Local leaders should be commended for their efforts to reach an agreement and develop a proposal that would improve the pension systems’ financial stability. The proposal would accomplish key goals of responsible pension reform by establishing a plan to pay off Houston’s pension debt within 30 years and by providing a mechanism—through the financial corridor provision—to control future cost increases. However, more will need to be done in the future to establish a lasting solution to the city’s pension problems.
The city’s proposal is an important first step. If state legislators give local leaders an opportunity to implement reform, Houston city officials will need to uphold their end of the bargain. They will need to make payments on time and in full.

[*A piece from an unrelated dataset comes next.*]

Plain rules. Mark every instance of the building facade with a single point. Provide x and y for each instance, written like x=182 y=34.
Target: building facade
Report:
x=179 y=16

In addition, they will need to deliver on the promised pension obligation bonds, as workers have already agreed to a number of substantial concessions and are poised to bear considerably more investment risk.
Going forward, Houston should make additional changes to reduce risk and protect workers, including limiting the amount of money allocated to volatile, hard-to-value assets. The city will also need to closely monitor the effect of the corridor provision. If the plans’ assumptions turn out to be overly optimistic and pension costs dramatically rise over time, the corridor provision could place an undue financial burden on future workers. In such a scenario, the city and the pension plans would need to act quickly and make additional reforms to address the situation.
The city should also consider adopting retirement plans for new employees that are simpler and easier to manage. These plans would provide additional protections for new workers and taxpayers. While placing new employees in a Defined Contribution plan or a Cash Balance plan would not reduce current unfunded liabilities, it would help ensure that the city does not accumulate large and costly pension debts in the future. It would also provide Houston with the flexibility to respond to changing economic and demographic trends.
Mayor Turner and members of the pension boards have shown leadership in their willingness to address Houston’s pension problems. The issue now rests with the state legislature. There are just a few weeks left in the 2017 session—and without the ability to make changes to the pension systems on its own—the city is running out of time. Without changes, the debt could spiral into a full-scale financial crisis. The city cannot allow that to happen. Its financial future hangs in the balance and will be decided in large part in the next month.
Local leaders have made considerable progress. There is a deal on the table, and now is not the time to turn back. Houston’s proposal represents meaningful progress toward establishing a fair and sustainable solution to the city’s pension problems.
Paying off the pension debt will require shared sacrifice. The city must take action to improve the financial stability of its plans and protect workers and taxpayers. Pension reform in Houston would allow the city to deliver on its promises to workers and preserve critical public services.
Communities across Texas and around the nation are watching. If the Houston plan is enacted, it has the potential to serve as a model for others looking for solutions to their own pension problems.
Oh, one last thing. Did someone pay me to support the Houston pension bonds? Of course not. I’m a stupid mf for free, no funding necessary.